NEW YORK — Ten people were shot Tuesday at a New York City subway station during a morning rush-hour attack that left wounded commuters bleeding on a train platform and police searching for the shooter.
Fire personnel responding to reports of smoke at the 36th Street station in Brooklyn’s Sunset Park neighborhood at around 8:30 a.m. found multiple people with injuries.
According to multiple law enforcement sources briefed on the investigation, preliminary information indicated that the suspect who fled was a man wearing a construction vest and a gas mask.
Photos and video from the scene showed people tending to bloodied passengers lying on the floor of the station and the air filled with smoke. Fire and police officials were investigating reports that there had been an explosion, but the police department tweeted that there were “no active explosive devices at this time.” Multiple smoke devices were found on the scene, said mayoral spokesperson Fabien Levy, who confirmed the initial shooting injury count.
At least 11 people were being treated at two local hospitals.

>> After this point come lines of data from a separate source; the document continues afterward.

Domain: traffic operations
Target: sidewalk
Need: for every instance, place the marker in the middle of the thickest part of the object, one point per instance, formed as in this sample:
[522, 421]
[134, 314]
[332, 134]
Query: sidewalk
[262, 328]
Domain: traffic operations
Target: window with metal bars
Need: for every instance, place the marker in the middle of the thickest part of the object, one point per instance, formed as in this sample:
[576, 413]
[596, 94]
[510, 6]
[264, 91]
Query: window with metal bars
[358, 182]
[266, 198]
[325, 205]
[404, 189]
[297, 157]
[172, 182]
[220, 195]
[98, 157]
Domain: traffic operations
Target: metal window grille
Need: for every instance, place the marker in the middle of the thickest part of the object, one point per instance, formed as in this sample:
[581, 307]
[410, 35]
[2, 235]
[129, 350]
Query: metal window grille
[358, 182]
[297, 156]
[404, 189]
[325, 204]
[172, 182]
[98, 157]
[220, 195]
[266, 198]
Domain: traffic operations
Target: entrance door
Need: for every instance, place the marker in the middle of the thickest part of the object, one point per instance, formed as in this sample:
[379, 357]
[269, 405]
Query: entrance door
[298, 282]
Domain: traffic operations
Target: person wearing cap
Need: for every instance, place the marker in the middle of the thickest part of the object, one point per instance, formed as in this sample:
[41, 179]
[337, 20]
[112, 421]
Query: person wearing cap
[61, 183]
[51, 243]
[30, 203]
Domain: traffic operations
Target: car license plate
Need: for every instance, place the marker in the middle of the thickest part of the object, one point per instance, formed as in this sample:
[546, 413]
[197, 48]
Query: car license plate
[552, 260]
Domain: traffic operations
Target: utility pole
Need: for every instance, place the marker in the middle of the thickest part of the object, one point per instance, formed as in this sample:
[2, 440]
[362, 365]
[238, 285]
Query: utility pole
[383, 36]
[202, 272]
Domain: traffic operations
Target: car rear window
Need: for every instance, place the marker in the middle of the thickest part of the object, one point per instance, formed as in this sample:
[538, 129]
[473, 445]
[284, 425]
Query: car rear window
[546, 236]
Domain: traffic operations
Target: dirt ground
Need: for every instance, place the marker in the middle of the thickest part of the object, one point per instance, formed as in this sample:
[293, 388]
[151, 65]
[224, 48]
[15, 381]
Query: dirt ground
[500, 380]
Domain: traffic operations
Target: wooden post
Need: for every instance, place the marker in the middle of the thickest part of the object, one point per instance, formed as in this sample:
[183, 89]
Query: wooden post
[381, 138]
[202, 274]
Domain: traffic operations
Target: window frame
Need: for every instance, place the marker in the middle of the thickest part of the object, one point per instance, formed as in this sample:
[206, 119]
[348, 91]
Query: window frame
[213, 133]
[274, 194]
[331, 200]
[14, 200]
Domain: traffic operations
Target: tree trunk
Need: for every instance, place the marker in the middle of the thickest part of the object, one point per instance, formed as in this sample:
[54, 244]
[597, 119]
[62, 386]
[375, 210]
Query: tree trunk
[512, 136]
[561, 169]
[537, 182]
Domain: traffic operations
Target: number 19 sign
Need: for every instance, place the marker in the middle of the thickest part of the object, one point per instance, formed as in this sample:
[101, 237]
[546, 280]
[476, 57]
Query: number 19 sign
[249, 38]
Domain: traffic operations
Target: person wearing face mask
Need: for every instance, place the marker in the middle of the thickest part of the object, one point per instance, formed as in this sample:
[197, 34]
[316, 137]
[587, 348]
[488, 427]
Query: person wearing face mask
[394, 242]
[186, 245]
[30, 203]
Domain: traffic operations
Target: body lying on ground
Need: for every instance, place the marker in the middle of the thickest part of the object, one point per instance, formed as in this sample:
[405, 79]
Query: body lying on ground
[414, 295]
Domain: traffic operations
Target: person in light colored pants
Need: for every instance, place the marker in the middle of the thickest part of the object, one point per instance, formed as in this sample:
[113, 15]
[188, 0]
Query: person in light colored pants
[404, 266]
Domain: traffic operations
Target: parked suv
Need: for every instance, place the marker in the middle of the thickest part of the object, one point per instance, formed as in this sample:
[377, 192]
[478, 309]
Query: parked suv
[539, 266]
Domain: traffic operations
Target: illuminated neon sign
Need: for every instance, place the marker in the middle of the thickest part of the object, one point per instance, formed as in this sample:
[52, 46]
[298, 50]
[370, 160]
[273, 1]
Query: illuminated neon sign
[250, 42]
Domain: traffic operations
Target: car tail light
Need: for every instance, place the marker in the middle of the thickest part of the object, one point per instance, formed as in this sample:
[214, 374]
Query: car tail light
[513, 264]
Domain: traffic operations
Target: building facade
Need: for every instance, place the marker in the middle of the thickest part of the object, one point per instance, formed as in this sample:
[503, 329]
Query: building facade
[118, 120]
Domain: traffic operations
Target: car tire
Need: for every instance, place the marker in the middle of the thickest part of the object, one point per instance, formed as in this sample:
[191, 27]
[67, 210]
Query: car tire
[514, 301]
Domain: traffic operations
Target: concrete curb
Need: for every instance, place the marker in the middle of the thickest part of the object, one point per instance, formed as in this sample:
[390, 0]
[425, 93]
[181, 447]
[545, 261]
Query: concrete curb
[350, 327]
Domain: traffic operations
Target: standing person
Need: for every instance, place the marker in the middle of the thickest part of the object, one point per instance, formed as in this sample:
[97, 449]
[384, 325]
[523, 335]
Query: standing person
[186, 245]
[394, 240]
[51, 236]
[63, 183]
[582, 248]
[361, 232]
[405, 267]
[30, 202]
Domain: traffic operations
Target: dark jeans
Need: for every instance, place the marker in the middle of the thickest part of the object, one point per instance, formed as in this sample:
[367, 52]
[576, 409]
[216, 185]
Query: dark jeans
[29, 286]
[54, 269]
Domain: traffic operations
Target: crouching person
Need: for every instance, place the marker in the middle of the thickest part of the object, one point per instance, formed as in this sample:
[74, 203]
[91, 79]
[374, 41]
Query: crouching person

“My subway door opened into calamity. It was smoke and blood and people screaming,” eyewitness Sam Carcamo told radio station 1010 WINS, saying he saw a giant billow of smoke pouring out of the N train once the door opened.
A bystander video shows people lying on the subway platform amid what appeared to be small puddles of blood, as a loudspeaker announcement told everyone on the smoke-hazy platform to get on a train. Inside a subway car, a person lay on the floor, encircled by others. Outside the station, a police officer yelled, “Let’s go! Get out of the way!”
Danny Mastrogiorgio, of Brooklyn, had just dropped his son off at school when he saw a crush of passengers, including multiple wounded, running up the subway stairway in panic. At least two had visible leg injuries, he said.
“It was insane,” he told The Associated Press. “No one knew exactly what was going on.”
One witness said it was smoky in the station. She saw a wounded teenage boy in the subway station.
“You can clearly see the bullet in his knee,” she told PIX11 News.
Once she came out of the station, she saw more injured people outside.
“I was thankful that I was not with my brother because I was dropping him off before,” she said.
Allan Lee was running his business, Cafe Nube, when a half-dozen police cars and fire vehicles suddenly converged on the block.
“Then they started ushering people that were on the block to the adjacent block and then closed off the subway entrance” near the cafe’s door, he told the AP. When he noticed bomb squad officers and dogs, he was certain it was no everyday subway problem.
Police officers were canvassing Fourth Avenue, the station’s cross-street, asking witnesses whether they were on the train. A sea of emergency lights was visible from at least a dozen blocks away, where a police cordon was set up.
The shootings come as New York City has faced a spate of shootings and high-profile incidents in recent months, including on the city’s subways. One of the most shocking was in January when a woman was pushed to her death in front of a train by a stranger.